It would seem that Cincinnati Bell Fioptics, actually was one of the first to go MPEG 4 back in 2011, eliminating the need for tuning adapters. Smaller sometimes has its benefits.


----------



## PCurry57 (Feb 27, 2012)

This must be why I can't Stream anything recorded from my local broadcast PBS KERA 13.1..

Absolutely nothing streams even though this is an OTA channel.


----------



## das335 (Feb 8, 2006)

PCurry57 said:


> This must be why I can't Stream anything recorded from my local broadcast PBS KERA 13.1..
> 
> Absolutely nothing streams even though this is an OTA channel.


I am still working with TiVo support on a similar problem with my local PBS WEDU 3.1

They opened a ticket and have escalated the problem to Level 3 , but nothing new over the last month.


----------



## kgvickers (Mar 18, 2015)

PCurry57 said:


> This must be why I can't Stream anything recorded from my local broadcast PBS KERA 13.1..
> 
> Absolutely nothing streams even though this is an OTA channel.


I'm in Fort Worth - I get good audio when streaming KERA 13.1 recordings but the video is a frame about every 5 seconds. I was assuming I had a bandwidth problem since my Roamio OTA and my Stream are buried behind a few switches.

Local channel 11 works just fine, even over cellular on my iPhone.

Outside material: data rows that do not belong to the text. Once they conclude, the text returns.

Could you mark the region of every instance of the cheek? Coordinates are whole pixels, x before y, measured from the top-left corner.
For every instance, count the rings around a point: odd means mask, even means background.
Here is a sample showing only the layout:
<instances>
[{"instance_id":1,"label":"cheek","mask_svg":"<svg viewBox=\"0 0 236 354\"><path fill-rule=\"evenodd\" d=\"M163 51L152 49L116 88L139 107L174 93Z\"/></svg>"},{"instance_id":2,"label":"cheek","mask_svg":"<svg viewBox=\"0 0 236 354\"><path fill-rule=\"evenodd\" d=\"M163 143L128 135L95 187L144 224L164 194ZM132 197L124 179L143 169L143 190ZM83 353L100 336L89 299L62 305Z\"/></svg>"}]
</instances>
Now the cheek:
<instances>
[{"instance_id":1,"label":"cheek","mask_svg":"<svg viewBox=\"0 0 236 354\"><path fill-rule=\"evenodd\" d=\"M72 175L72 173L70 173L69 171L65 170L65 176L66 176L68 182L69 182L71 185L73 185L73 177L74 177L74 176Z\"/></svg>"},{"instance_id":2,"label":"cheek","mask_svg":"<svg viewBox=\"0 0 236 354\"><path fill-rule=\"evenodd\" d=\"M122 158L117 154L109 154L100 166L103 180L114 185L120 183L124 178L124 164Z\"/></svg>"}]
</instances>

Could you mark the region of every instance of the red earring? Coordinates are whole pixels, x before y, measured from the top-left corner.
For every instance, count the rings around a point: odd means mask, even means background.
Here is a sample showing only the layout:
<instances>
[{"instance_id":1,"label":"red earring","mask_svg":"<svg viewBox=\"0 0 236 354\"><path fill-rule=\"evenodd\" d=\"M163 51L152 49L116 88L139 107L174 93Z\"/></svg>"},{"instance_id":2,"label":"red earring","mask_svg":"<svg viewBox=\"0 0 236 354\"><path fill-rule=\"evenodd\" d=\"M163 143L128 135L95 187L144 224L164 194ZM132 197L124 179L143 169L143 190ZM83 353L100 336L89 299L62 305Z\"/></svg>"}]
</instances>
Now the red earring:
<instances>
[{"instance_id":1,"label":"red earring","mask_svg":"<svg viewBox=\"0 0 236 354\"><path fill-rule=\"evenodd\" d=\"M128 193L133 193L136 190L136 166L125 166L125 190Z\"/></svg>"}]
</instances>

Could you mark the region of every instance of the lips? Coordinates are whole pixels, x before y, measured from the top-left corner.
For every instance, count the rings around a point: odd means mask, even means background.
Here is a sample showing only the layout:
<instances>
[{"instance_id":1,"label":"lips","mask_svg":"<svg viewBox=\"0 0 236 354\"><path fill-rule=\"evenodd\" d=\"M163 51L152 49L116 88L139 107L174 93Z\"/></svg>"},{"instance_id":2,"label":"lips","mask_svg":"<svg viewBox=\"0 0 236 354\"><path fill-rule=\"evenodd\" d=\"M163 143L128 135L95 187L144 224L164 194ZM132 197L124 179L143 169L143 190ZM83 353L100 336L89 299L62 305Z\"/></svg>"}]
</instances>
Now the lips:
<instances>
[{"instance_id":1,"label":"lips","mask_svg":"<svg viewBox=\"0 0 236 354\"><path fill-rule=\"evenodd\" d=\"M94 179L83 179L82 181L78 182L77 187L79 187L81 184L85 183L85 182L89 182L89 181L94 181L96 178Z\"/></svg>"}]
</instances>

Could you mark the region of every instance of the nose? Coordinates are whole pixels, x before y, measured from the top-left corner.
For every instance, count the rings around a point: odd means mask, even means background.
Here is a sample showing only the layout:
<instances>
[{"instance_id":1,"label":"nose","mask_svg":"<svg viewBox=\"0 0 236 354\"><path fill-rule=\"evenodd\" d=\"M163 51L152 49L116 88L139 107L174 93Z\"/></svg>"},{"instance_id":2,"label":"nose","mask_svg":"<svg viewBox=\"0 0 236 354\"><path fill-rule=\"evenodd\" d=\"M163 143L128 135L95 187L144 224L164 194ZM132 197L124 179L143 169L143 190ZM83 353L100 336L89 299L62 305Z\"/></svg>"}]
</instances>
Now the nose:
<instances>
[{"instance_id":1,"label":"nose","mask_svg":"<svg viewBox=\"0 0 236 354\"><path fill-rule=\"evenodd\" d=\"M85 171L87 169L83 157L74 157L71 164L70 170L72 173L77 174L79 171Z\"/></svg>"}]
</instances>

This is a real bummer for me because I love KERA. Might be time to return this thing and reinstall the trusty old Slingbox.


----------



## blunderdog (Mar 22, 2015)

I just got my first Tivo and use Cincinnati Bell Fioptics. I love the device but I cannot stream to my Android tablet or phone. Do I understand correctly from this thread that this is because Fioptics provides video in MP4 format?


----------



## gamo62 (Oct 12, 2002)

blunderdog said:


> I just got my first Tivo and use Cincinnati Bell Fioptics. I love the device but I cannot stream to my Android tablet or phone. Do I understand correctly from this thread that this is because Fioptics provides video in MP4 format?


You are correct. Fioptics has been broadcasting in MPEG4 for over 2 years now. I have had it since 2009, and started off with a few channels, and expanded. I found that out, because some of my channels would disappear. They swapped out 4 cable cards, and it turned out that hey actually started using MPEG4 before TiVo was able to decode it. That either speaks for the lack of technology or enthusiasm from TiVo, or Fioptics ability to look ahead.

Systems who use MPEG4, do not have to use the tuning adapter. I'm still waiting for TiVo to enable playback on the Stream. Something that should have been done at least a year ago.

I started a thread way back in June of 2013, and got some pretty snarky comments. I give them the same consideration as I do my ex.


----------



## Dan203 (Apr 17, 2000)

It's kinda like Android support. I could defend them not having support in the initial release. But 2.5 years later and it still doesn't work? That seems crazy. What could possibly be so hard. It's transcoding the video anyway, so all they have to do is enable the H.264 decoder in the Stream hardware. (assuming it has one)


----------



## blunderdog (Mar 22, 2015)

I just downloaded the new Android app but it still does not stream. Based on another thread I decided to test with a local channel. The local streams fine but a test on the History Channel results in: Streaming is not supported for this video format. Error Code E=31 V=2285. Bummer


----------



## LI-SVT (Sep 28, 2006)

LI-SVT said:


> The above problem has been fixed for me. I can now stream shows to Android that originated from my Series 2.


I just got a TiVo App for Android update on 3/26/15. I can no longer stream shows that originated from my Series2.


----------



## LI-SVT (Sep 28, 2006)

More to add:

The Android app does not give me a "play on phone" option for any recording that is MRV'd.

So...
If I select an original recording from, lets say, my Basement DVR the phone will allow me to watch the show.

If I MRV (transfer) that show to another DVR there is no option to watch.on the phone.

I spoke to Tivo about this and submitted a ticket.


----------



## Dan203 (Apr 17, 2000)

blunderdog said:


> I just downloaded the new Android app but it still does not stream. Based on another thread I decided to test with a local channel. The local streams fine but a test on the History Channel results in: Streaming is not supported for this video format. Error Code E=31 V=2285. Bummer


This is going to require an update to the Stream itself, not the app. There is a priority list that just went live for a new Roamio update, maybe it will have the fix for H.264 channels? (they don't do priority list for the standalone Stream)


----------